Talk with your Codebase: Beyond Agentic Coding
topics: AI, Product, Development, Habit.am
Talking with my codebase saves me so much time, and I want to share a concrete example. There's a lot of debate about AI-generated code, and AI-generated anything, but I think it's missing the big picture of speeding up workflows. Even if you don't ship anything AI-generated, you can use AI-generated scripts to speed up the discovery and research and iteration process.
My pet project: Habit.am
Habit is a wordless journaling app. It has some paid users but it's still in the side-project category for me. My goal is to tweak it until it creates so much value people share it out organically. That isn't happening yet, so it's a great place to be, with a lot of potential for learning. It's a challenging/tricky market, but it's been a labor of love. Can I take this thing, journaling, and make it easy to be consistent with? It's an interesting challenge so it's always pushing me to think in new ways.
The current version is a tool I use myself for emotional regulation. It guides you through a short check-in (like a quiz) about how you're feeling and why, digging deep for 7 questions, and at the end you get an AI-generated insight. It's cute, it's light, and on hard days, it's a lifesaver.


The quiz starts by selecting a random question from a pre-generated set I created. Some ask you how you're feeling, some give you a list of emotions to pick from, and some ask you to think about your "battery level."
I decided to talk with my codebase about these questions because we've gone through several iterations.
My first prompt was very instructive, but I knew I was just thinking about this, so I stuck to "Ask mode." Ask helps you understand the context and sometimes it helps me organize my own thoughts before giving clear instructions.
[Ask Mode] I want to revert the "initial" questions to what they were before. they were better.
My AI buddy went through my git history and found a set of previous questions we used. But they weren't the ones I liked.
[Ask Mode] no i think the good questions were even further back
It found the ones I liked, but it found a bunch more. I realized that I wasn't really sure which ones were the best. I had a gut feeling from using my own product. I thought, "well, which ones were so good that people finished the experience?" If they are picked at random, and they are equal in quality, we should have an even distribution (but I bet we don't.) I knew personally I was more likely to complete a check-in if an easy-to-answer question was first.
[Ask Mode] can you look at the checkin data in firebase and figure out which of these initial questions led to more completed checkins historically?
I then gave it some guidance about my Database, and how some of the older data had been moved to a collection I renamed with _old at the end. So we talked a bit until the script was good. Then we proceeded:
[Agent Mode] write that node script to run the analysis

The result showed something I suspected: the easy "How are you feeling?" question was more likely to not have drop offs. I went back and forth with my AI Buddy to make sure the data sourcing was correct, doing some sense-checking on the data, returning it in different formats (count instead of percent) and poking holes to make sure it meant what I thought it meant. I also filtered the data by when only the original 5 questions were available (and connected it to a particular commit/deployment), and we saw that How are you feeling outperformed the 2nd best question by 3x.
The next step was clear:
[Agent Mode] Lets make the initial question always this one:
"How are you?" (old starter from the pre-refactor journal) used a fixed list of phrases, e.g.:
"Doing well", "Feeling really good", "Feeling okay", "Neutral", "Numb", "Calm", "Hanging in there", "Feeling mixed", "Feeling some intense feelings", "Having a tough time", "Overwhelmed", "Feeling incredible", "Not sure", "Something else".
let's remove "something else" as an option and add a few more options if they request them.
Then I had to review, test, tweak, make sure the additional options sounded good and the list was comprehensive. The big win today wasn't that it wrote the code to change the initial question, it was that together we were able to look at how the app was wired (historically) and how it performed in regard to this specific feature during different versions.
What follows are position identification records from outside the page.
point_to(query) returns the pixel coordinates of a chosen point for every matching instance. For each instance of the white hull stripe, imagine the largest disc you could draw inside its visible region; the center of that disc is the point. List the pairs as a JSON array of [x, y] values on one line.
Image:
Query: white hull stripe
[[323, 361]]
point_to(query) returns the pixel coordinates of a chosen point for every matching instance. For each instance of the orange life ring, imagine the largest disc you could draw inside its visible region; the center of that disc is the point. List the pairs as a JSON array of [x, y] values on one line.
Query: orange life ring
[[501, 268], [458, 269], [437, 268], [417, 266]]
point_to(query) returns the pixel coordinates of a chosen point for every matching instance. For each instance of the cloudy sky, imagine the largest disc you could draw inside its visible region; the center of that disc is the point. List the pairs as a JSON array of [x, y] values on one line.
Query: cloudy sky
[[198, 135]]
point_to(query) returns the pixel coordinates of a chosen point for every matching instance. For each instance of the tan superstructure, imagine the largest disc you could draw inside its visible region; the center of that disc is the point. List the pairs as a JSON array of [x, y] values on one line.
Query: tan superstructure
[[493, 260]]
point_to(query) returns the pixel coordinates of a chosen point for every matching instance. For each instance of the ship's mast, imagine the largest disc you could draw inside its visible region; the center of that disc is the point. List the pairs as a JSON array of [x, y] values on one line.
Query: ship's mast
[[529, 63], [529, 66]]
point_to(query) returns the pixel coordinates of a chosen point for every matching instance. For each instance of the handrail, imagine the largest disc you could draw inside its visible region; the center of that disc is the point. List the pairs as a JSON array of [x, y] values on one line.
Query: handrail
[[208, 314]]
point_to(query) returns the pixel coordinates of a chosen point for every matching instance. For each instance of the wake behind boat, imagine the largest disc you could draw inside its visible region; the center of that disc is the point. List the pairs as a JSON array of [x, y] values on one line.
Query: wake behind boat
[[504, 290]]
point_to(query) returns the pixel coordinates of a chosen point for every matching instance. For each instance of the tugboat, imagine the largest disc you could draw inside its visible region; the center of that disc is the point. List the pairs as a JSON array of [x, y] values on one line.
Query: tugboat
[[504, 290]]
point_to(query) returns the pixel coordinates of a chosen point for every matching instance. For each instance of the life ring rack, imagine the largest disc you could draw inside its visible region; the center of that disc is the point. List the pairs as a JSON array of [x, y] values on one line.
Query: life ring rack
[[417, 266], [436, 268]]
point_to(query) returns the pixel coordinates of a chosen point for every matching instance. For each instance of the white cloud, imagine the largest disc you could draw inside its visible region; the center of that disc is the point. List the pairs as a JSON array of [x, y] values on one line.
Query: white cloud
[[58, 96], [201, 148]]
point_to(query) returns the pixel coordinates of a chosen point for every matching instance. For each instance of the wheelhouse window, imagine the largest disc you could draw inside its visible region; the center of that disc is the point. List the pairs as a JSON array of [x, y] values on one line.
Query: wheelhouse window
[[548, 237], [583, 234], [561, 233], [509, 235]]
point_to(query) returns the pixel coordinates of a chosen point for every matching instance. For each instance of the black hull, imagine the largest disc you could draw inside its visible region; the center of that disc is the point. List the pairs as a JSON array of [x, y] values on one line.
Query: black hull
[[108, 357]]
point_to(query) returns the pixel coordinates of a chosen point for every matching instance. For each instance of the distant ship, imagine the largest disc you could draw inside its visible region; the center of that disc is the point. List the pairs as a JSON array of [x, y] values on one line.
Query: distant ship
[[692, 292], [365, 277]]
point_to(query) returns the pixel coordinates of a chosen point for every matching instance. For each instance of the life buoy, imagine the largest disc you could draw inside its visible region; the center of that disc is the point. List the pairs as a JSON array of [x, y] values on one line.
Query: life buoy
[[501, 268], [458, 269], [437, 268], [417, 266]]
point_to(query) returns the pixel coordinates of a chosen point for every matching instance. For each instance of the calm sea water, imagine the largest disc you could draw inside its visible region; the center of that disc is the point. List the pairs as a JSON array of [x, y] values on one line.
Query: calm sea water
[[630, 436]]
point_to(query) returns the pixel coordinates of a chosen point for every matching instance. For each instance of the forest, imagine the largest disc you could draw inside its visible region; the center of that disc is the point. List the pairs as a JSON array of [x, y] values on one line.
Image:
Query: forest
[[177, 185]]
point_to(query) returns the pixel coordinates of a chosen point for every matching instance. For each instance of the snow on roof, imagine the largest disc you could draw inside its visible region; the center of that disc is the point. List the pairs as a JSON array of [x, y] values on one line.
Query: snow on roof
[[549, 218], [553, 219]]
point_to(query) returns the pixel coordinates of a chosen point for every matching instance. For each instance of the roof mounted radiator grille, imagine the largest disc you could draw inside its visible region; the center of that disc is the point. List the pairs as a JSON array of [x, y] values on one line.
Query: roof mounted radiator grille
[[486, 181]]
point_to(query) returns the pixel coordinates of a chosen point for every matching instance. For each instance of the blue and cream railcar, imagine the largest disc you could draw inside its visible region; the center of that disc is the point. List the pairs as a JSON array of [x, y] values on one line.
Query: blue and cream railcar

Another day, another small improvement, and a big insight I got from just speaking with my codebase. The workflow win isn't even that the AI wrote the analysis script for me (as well as 12 additional ones I requested to sense-check the data) but that I didn't have to context switch between thinking about which question performed best and writing a script, looking at the database, looking at the dates on my git commits. It was able to translate all these things that are dated into a coherent timeline and the data alongside it.